On April 17-18, 1995, McVeigh and Nichols loaded the bomb supplies into a yellow Ryder rental truck that McVeigh had acquired a couple of days earlier. They then mixed the supplies of the bomb together, which cost around $5,000 (around $11,000 in 2025) and transported it to Oklahoma City.
The impact of the bombing on individuals and families is still huge, even though it has been 30 years since the attack.
“It startled me. Obviously, it was shocking. The thing that really bothered me I guess was that there was a daycare in that building and McVeigh knew there was a daycare in that building but the bomb went off anyways,” history teacher Joseph Flaherty said.
Five years after the bombing on April 19, 2000, then President Bill Clinton dedicated the Oklahoma City National Memorial. It includes a reflecting pool in the middle of two large gates, one inscribed with the time 9:01, the other with 9:03, with the pool representing the moment of the blast. There is also a field of symbolic bronze and stone chairs, one for each person lost in the bombing and arranged according to what floor of the building they were on. The chairs represent the empty chairs at the dinner tables of the victims’ families, with the childrens’ seats being smaller than those of the adults lost. On the opposite side is the “survivor tree”, part of the building’s original landscaping that survived the blast and fires that followed it. Every year, services are held at 9:02 am, the time of the blast, and 168 seconds of silence are observed, one second for each person lost in the bombing.

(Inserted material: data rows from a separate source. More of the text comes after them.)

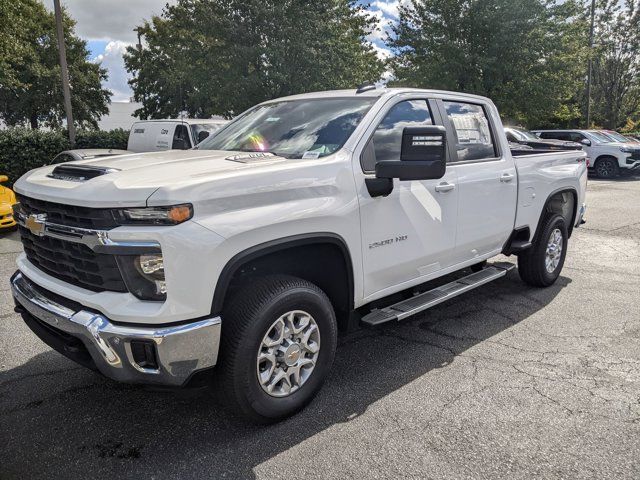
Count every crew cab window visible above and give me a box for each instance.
[443,101,497,161]
[361,100,433,172]
[171,124,191,150]
[540,132,585,142]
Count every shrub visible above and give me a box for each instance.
[0,128,129,183]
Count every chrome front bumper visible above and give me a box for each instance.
[11,272,221,386]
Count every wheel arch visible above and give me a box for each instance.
[211,232,354,328]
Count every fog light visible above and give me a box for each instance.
[138,254,164,277]
[131,340,158,370]
[116,253,167,300]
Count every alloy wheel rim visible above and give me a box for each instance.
[256,310,320,397]
[544,228,564,273]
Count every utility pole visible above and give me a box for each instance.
[586,0,596,128]
[53,0,76,147]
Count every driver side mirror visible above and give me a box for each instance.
[365,125,447,196]
[171,138,189,150]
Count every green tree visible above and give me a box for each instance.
[0,0,111,128]
[592,0,640,129]
[125,0,383,118]
[387,0,586,127]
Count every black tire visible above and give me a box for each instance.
[518,213,569,287]
[595,157,620,178]
[218,275,338,423]
[469,260,487,273]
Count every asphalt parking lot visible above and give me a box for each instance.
[0,176,640,479]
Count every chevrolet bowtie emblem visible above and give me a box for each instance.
[24,213,47,237]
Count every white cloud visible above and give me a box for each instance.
[94,40,132,102]
[43,0,400,101]
[371,43,391,60]
[371,0,400,20]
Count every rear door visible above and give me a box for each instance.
[438,99,518,262]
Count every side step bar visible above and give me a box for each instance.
[361,262,515,326]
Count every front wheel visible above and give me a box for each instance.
[220,275,337,423]
[518,214,569,287]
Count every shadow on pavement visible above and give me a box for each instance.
[0,271,570,478]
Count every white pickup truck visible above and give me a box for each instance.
[11,87,587,422]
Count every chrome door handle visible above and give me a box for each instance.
[436,182,456,193]
[500,172,515,183]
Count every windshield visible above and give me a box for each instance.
[198,97,377,158]
[512,128,540,140]
[585,132,613,143]
[191,123,223,144]
[600,132,629,143]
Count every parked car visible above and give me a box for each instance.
[0,175,16,231]
[51,148,133,163]
[598,130,640,147]
[11,86,587,422]
[533,130,640,178]
[127,118,228,153]
[504,127,582,150]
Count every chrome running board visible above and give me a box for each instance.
[361,262,515,326]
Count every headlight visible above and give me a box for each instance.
[116,253,167,301]
[112,203,193,225]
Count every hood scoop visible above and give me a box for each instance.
[47,165,120,182]
[225,152,277,163]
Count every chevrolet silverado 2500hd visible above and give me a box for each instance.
[11,87,587,421]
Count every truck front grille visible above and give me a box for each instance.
[19,196,128,292]
[19,226,127,292]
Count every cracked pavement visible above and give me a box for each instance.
[0,176,640,479]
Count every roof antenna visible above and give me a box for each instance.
[356,82,376,93]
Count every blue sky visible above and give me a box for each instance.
[43,0,400,102]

The Oklahoma City Bombing is a tragedy, 30 years later, the impact is the same. Hundreds of innocent lives were lost due to two men’s distaste of the federal government and this attack became and still is the deadliest act of domestic terrorism in U.S. history.
Current and former Oklahomains hurt the most, this happened on their land that they call home and their impact is more seismic than any other. Along with Columbine and the 9/11 terrorist attacks, these three tragedies led to new security upgrades on the ground and through the air.
“Being that I used to live in Oklahoma the bombings definitely impacted my family; my dad being in the Army got to see first-hand a lot of the new security upgrades that were implemented in city streets; and after 9/11, in airports as well,” junior Alexander Hady said.
As each minute passes by, Oklahoma City is still healing, the victims’ families are still healing, and every year on April 19th at 9:02 am they pause for 168 seconds and wonder, what if?